The tile-major principle
Tile-major reorganizes a matrix [N, K] as [N/32, K, 32]. Concretely:
- The matrix is split into tiles of 32 rows
- Within each tile, data is stored column by column: the 32 values of column 0, then the 32 values of column 1, etc.
- Reading 32 values from the same column (within a tile) is a contiguous 64-byte read (32 f16 values x 2 bytes)
That is exactly one cache line. A single memory access loads the 32 elements needed for a partial dot product across 32 simultaneous rows.
Why this changes everything
In row-major, processing 32 rows in parallel on a column requires 32 memory accesses (one per row, with a stride of K x 2 bytes). In tile-major, it is a single contiguous 64-byte access. For a [1024, 1024] matrix in f16, you go from 32 potential cache misses to just 1 per column processed. Across thousands of columns and dozens of layers, the gain is massive.
Per-layer matrices
Each transformer layer stores the following matrices:
| Matrix | Dimensions | Size | Layout |
|---|---|---|---|
| q_proj | [1024, 1024] | 2 MB | Tile-major |
| k_proj | [512, 1024] | 1 MB | Tile-major |
| v_proj | [512, 1024] | 1 MB | Tile-major |
| o_proj | [1024, 1024] | 2 MB | Tile-major |
| gate_proj | [3072, 1024] | 6 MB | Tile-major |
| up_proj | [3072, 1024] | 6 MB | Tile-major |
| down_proj | [1024, 3072] | 6 MB | Tile-major |
Total per layer: ~24 MB of matrices.
The first four (q_proj, k_proj, v_proj, o_proj) are the attention projections. Q and O have the full model dimension (1024) as output, while K and V project to a reduced dimension (512) thanks to Grouped-Query Attention.

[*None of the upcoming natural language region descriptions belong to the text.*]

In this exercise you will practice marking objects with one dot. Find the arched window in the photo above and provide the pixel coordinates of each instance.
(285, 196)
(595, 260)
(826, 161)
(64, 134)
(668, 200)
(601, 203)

The next three (gate_proj, up_proj, down_proj) form the feed-forward network (FFN). gate_proj and up_proj expand from 1024 to 3072 (3x factor). down_proj brings it back from 3072 to 1024. gate_proj controls the activation via SiLU before multiplication with the up_proj output.
All these matrices are stored in tile-major. No exceptions.
Total memory allocations
Model weights
| Component | Calculation | Size |
|---|---|---|
| Embeddings (row-major) | 151,936 x 1,024 x 2 | 311 MB |
| Embeddings (tile-major) | 151,936 x 1,024 x 2 | 311 MB |
| Final norm | 1,024 x 2 | 2 KB |
| 28 layers | 28 x 24 MB | 672 MB |
| Total | ~1.3 GB |
Why two copies of the embeddings? The embedding matrix serves two distinct operations:
- Embedding lookup (beginning of the model): read the row corresponding to a token. Row-major is optimal -- a sequential read of 1024 f16 values.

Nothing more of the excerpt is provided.